Un peu magique, c’est ce que Laura a ressenti lors de ses premières expériences avec la communauté du chaos. Lors de son premier « Chaos Communication Congress », le rendez-vous annuel de la scène des hackers, elle a été « totalement flashée » qu’il y avait un numéro sur le réseau téléphonique interne pour des personnes comme Laura qui sont sur le spectre de l’autisme. Si vous avez des problèmes dans ce sens, vous pouvez les appeler et ils vous emmèneront ensuite dans une pièce calme pour vous calmer, précise-t-elle. « Quand j’ai vu ça, la première fois, j’ai pensé: Wow, ce sont des gens qui sont comme moi. Ils comprennent ce que c’est. Et cela crée juste un environnement où vous ne vous sentez pas comme dans le reste de la société se sent comme un étranger, mais là où vous pensez, maintenant je suis enfin là où tout le monde est normal. »

Et c’est finalement comme ça que ça se passe dans la partie queer du CCC – « une sous-culture d’une sous-culture », comme Laura l’appelle. « Il y a des gens comme moi là-bas et ils comprennent les problèmes que j’ai au quotidien, je m’y sens bien », dit-elle avec son léger accent salzbourgeois.
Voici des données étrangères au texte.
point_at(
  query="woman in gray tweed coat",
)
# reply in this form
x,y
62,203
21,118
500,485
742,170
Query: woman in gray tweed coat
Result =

Et malgré tout cela : la misogynie et le sexisme se retrouvent aussi dans la communauté des hackers. « Tech Bro » Laura appelle ce type d’homme. « Ce sont des gens qui sont pour la plupart encore attachés à des gens comme Richard Stallman et la Free Software Foundation, et ce sont pour la plupart des personnalités très désagréables qui sont presque toujours des hommes cis », dit-elle. Richard Stallman, fondateur de la Free Software Foundation, a été critiqué pour avoir défendu le scientifique du MIT Marvin Minsky, accusé d’avoir violé une mineure dans l’affaire Epstein. Dans des courriels internes publiés, il a déclaré que la victime s’était probablement présentée à Minsky comme consentante et qu’il était absurde de faire dépendre la définition du viol du pays dans lequel l’incident a eu lieu et de la limite d’âge mineure qui y était en vigueur.

Un autre soir, les étudiants en design n’ont pas osé entrer

Laura ne pense pas que ces problèmes soient pires dans la communauté du Chaos que dans le reste de la société ou d’autres groupes. Mais bien sûr, les « tech bros » sont un « problème de hackerspace spécifique », dit-elle. Et c’est pourquoi des offres comme « FUCK » sont si importantes. À Salzbourg, elle était « le quota de femmes » dans la plupart des journées publiques du hackerspace local, comme Et très peu de femmes sont venues à l’open mardi à Munich, « lorsque le club est ouvert à toute personne intéressée, et beaucoup de celles qui venaient régulièrement n’ont pas trouvé de lien », explique Leah.

Les deux étudiants de l’école de design s’étaient déjà rendus au CCC la veille au soir, lorsque le club était ouvert à tous. « Nous sommes restés devant pendant 15 minutes et nous avons pensé, il y a tellement d’hommes assis là, nous n’osons pas entrer », raconte l’un d’eux.

Et pourtant Leah voit une évolution positive. « Pendant ce temps, de plus en plus de personnes du FNTI osent entrer dans les hackerspaces. Il y avait déjà des mardis ouverts où il se trouvait qu’il y avait plus de personnes du FNTI que d’hommes cis », dit-elle. Et peut-être qu’à l’avenir, il se passera quelque chose à Munich que Laura a déjà vécu lors de journées individuelles dans les hackerspaces de Berlin. Que le taux d’hommes cis tombe à zéro de temps en temps. Sans avoir à dire « FUCK » avant la soirée.